C’est une esquisse de voyelles lactées s’élançant hors consonnes dans le silence gardé à chaud par les adultes profus qui se taisent soudain, les yeux concentrés sur la bouche énonçant ses premiers “a” (elle a répété pendant des semaines et débute sans prévenir); la petite devine l’attention des parlants, entend dans la rupture de leur flot une attente, elle essaie aussitôt de stopper: on a le temps d’entendre un roucoulement amusé, jeu de voix où des consonnes viennent exploser, manifestement mues par le manger de maman, non pas le moment où elle aspire le lait merveille, pures voyelles, mais celui où elle pince et pause, en puisant dans son corps exposé, lieu des consonnes. Le chapelet de syllabes qui s’ensuit va être mélange du désir vocalique et du physique consonnant: le squelette des consonnes va s’habiller de chair vocalisée. La soprano d’opéra seule en garde pieusement le souvenir ébloui et tragique.

Reverdie

… tellement fin et saoul que j’ose à peine poser mes pieds sur le champ dont chaque brin d’ivraie témoigne du chemin peu frayé à la verticalité dynamique et dont l’aspiration au ciel laisse à la fois admiratif et hanté de stupeur. J’ai peur de blesser. J’entends bien que c’est la loi de la vie, j’entends bien que l’on doit vivre et donc marcher, écraser, détruire ce que la sève s’évertue à lancer au plus droit, fierté fiévreuse, ouvertures d’une audace délirante, où un vert translucide domine au point de virer au gris lorsqu’un nuage avance rappelant la longue peine gravée au ciel des ramilles croisées sombres, c’était à quelques semaines d’ici, quelques jours. Le fracas de ces craquements d’écorces par millions, je l’écoute, tentant de ralentir au maximum ce temps qui trépasse à chaque pas de jour comme de nuit ; autant essayer de stopper la machine ronde, car ces innombrables élancements ne cessent d’être aspirés vers le ciel où je crois bien qu’ils nicheraient volontiers pour faire de la terre un paradis, ce lieu dangereux où les épousailles du bleu et du blé feraient mourir la sève et le temps, si bien que ( perdu dans l’habillement des halliers craquant de leurs coutures si utiles lors du voyage d’hiver et auxquels les pépiements en cascade restituent seuls un équivalent sonore) je me contente d’observer, désirs suspendus. Mais par un retour où je m’arrache à cette fascination, je constate que c’est à un nid que je songe, à un lieu où je serais suspendu entre le ciel et la terre – l’ange sourit -, lieu du temps lui aussi suspendu, cet à peu près silencieux où pour écrire on se retire du monde débordant d’allégresse.
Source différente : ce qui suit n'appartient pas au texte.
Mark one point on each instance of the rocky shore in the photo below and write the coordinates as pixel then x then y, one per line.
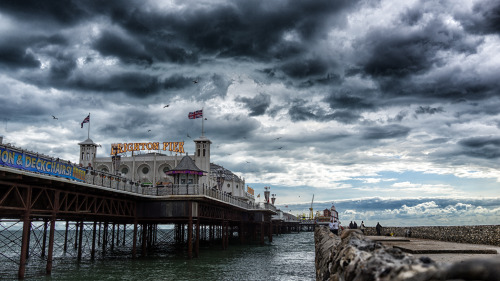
pixel 472 234
pixel 355 257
Durant cet exil, la visiteuse laisse tranquillement sonner ses pas sur l’humus ; je l’interroge du regard mais les froissements de sa bure étonnamment riche m’interpellent: qu’importe ton pas qui écrase et ta peur de blesser, qu’importe ton retrait, n’est-ce pas justement ce remuement universel qui te pousse à laisser monter tes chansonnettes artisanales, et n’es-tu pas tout compte fait partie intégrante de cette croissance effrénée lorsque tu en décris le décours ? – Je suis à la fois dedans et dehors, d’où le malaise. – Non, dit-elle, tu es entièrement immergé dans la saison. Interroge ton corps, il te le dira mieux que mes froissements murmurés.